Ensuring that open burning activities of all forms do not occur and the public are educated are responsibilities of the Environmental and Health Officers (EHO) embedded at the 261 local assemblies across the country.
But there are not enough of them to adequately police the problem, according to Mrs Florence Kuukye, Director, Metro Public Health Department of the Accra Metropolitan Assembly.
“Per the current decentralisation regime, we draw our financial support from the Assembly. However, we lack personnel and logistics to work. This makes the work frustrating,” she tells the Ghana News Agency. “As I speak with you, the Clean Air Fund has given us air quality sensors at some places in Accra, however, we cannot move to the site to stop such activities because there is no means of transport.”
The Environmental Health Department was established with the mandate to control any form of pollution threatening human health in the environment. This includes pollution from burning. But as the government decentralises control from the national government to assemblies the Department has been hamstrung, according to the director.
She says the head of the EHOs has been moved to the Water and Sanitation Ministry, while the workers are left at the local assemblies of the Ministry of Local Government and Decentralisation and Rural Development.
“The head does not have the body and the body does not have a head,” Director Kuukye explains.
The mother body of EHOs, the Graduate Environmental Health and Sanitation Professional Association of Ghana, has sent a petition to the Ministry of Local Government Decentralisation and Rural Development but has yet to receive a response.
GNA’s checks indicate that the Chief Director of the Ministry who received the petition has retired. Director Kuukye, therefore, urges the government to urgently appoint a head who will make a contribution to policy development at the Ministry.
A local development expert, with long experience in the sector, says there is a serious deficit in that decentralised structure that needs to be fixed.
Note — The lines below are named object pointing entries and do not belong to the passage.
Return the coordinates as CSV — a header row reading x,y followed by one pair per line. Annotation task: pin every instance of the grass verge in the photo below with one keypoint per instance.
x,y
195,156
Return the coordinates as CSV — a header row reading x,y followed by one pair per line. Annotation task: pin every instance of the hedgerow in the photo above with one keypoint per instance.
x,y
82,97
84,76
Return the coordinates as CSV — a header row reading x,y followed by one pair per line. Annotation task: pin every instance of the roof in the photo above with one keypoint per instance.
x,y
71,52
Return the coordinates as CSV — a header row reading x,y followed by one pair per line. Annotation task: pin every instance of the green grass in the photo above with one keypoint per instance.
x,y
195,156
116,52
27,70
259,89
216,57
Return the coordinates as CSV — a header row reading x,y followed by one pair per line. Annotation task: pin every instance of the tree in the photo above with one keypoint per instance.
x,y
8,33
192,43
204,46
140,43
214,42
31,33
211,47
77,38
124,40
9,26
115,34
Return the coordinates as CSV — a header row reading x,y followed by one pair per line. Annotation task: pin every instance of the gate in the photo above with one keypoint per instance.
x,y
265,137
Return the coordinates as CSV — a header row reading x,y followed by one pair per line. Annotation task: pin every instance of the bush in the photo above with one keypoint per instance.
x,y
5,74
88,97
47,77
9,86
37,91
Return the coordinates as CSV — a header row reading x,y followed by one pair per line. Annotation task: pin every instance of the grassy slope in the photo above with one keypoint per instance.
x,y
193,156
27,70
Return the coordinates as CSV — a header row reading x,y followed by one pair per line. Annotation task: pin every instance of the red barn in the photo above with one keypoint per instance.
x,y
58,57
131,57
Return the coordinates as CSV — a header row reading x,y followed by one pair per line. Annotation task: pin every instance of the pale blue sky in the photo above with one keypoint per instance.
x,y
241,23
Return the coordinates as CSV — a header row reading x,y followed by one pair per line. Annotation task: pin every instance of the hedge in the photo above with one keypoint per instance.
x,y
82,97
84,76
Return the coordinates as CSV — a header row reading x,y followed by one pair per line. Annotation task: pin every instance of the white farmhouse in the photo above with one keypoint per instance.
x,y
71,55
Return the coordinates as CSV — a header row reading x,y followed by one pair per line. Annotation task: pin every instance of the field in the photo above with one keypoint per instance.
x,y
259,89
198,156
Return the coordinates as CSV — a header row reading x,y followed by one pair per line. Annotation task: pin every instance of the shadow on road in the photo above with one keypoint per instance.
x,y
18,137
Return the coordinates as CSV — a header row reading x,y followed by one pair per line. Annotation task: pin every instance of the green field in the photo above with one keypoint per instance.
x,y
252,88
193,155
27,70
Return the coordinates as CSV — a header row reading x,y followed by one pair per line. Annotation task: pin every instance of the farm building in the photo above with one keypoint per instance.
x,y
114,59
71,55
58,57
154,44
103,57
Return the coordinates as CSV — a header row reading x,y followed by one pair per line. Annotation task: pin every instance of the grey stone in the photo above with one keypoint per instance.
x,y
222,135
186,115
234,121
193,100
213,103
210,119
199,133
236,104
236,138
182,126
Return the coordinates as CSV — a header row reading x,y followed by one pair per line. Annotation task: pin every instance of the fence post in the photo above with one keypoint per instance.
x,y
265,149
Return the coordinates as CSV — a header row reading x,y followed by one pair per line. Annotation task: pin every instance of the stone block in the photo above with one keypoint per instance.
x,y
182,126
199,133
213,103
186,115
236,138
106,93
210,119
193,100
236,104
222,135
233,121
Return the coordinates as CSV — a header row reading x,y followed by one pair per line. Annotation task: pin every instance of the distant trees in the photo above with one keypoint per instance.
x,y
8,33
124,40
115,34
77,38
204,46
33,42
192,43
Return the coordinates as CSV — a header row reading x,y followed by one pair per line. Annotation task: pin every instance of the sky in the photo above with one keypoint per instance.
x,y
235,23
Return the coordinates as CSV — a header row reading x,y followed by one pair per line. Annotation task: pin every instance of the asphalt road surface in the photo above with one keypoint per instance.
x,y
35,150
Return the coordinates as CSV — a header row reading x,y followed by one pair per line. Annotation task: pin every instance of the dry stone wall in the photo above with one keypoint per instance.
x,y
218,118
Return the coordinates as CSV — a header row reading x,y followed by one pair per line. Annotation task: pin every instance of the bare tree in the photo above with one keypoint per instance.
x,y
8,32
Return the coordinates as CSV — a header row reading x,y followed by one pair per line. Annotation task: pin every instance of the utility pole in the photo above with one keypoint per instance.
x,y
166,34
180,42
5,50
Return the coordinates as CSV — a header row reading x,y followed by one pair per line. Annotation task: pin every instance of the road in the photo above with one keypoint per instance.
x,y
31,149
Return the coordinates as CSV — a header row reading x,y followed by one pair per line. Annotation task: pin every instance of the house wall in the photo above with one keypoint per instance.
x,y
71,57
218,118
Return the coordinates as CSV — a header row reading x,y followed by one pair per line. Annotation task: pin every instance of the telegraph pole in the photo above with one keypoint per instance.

The expert, who asked not to be mentioned for fear of official sanctions, says “the work of EHOs at the assemblies is supposed to be non-partisan but there is so much political influence. There are also resource and logistic constraints. EHOs need a head and dedicated resources to make them effective.”
According to the expert ,making EHOs effective might not be a catalyst for ending waste related sources of air pollution but it will contribute to its reduction.
He says awareness and stricter enforcement and collective action on open burning will ensure cleaner air and prevent deaths like that of Dr Atobrah. It will also save the national purse.
This story is a collaboration between Ghana News Agency and New Narratives. Funding was provided by the Clean Air Fund. The funder had no say in the story’s content.